On the panel of Place in Fiction with Judith Katz and Elana Dykewomon, Elana says that lesbian culture is like the diaspora but without our families. And the odd thing is that in my nomadic life, I’ve never considered that we’re all displaced. That so many lesbians had to leave their homes in order to radicalize, in order to survive authentically. To realize themselves.
For three years, I’ve been having frustrating roundabout conversations with older lesbians wherein I’m accused of abandoning lesbian stories. Of forsaking lesbian mythology. Crossover stories are, apparently, what I write. I believe I write human stories about people who happen to be lesbians. How that’s a crossover, I can’t imagine. Why are we so determined to hold ground? Why do we want to stay on the periphery instead of drawing the center toward ourselves as Toni Morrison suggests?

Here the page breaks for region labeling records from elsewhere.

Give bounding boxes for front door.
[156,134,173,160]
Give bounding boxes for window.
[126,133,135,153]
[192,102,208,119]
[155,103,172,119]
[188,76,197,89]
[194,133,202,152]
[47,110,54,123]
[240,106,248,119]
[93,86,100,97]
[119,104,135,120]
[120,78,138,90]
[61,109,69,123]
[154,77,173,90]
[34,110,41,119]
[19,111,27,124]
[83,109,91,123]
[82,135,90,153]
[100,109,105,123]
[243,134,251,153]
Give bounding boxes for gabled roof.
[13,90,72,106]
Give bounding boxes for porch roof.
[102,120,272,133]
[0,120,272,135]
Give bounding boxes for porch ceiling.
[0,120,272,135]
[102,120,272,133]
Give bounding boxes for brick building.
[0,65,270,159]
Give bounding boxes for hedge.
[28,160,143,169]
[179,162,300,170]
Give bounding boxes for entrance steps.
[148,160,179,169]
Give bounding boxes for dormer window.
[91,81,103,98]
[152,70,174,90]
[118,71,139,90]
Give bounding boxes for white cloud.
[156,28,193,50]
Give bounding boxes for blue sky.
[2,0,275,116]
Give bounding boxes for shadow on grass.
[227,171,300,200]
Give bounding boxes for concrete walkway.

But now, talking with Judith and Elana, I think I’ve had it wrong. I think I’ve had a circular conversation with women who are angry to feel less and less relevant rather than the women who want to see our stories recorded and expanded. To see our culture survive our wanderings.
I’m too old to be an acolyte, but I’m ready to run with the baton. I’m ready to carry your stories and my own. I’m ready. I see at last what it means to have this culture survive. To build our cities and protest our displacement. To champion our voices. I see how important our connection to one another is. I see at last. And I’m sorry that it took me so long. I’m sorry that my isolation, innate after 38 years, failed to recognize yours. We can build air balloons with our stories. We can build planets and landscapes. I’ll walk to where you are and learn your story. I’ll remember you and tell how it was. How it is. How we’ll make it. How we created our lives as though from scratch and didn’t have to go on remaking them each time from bone because we found paper and pen instead. Because our stories are built to last.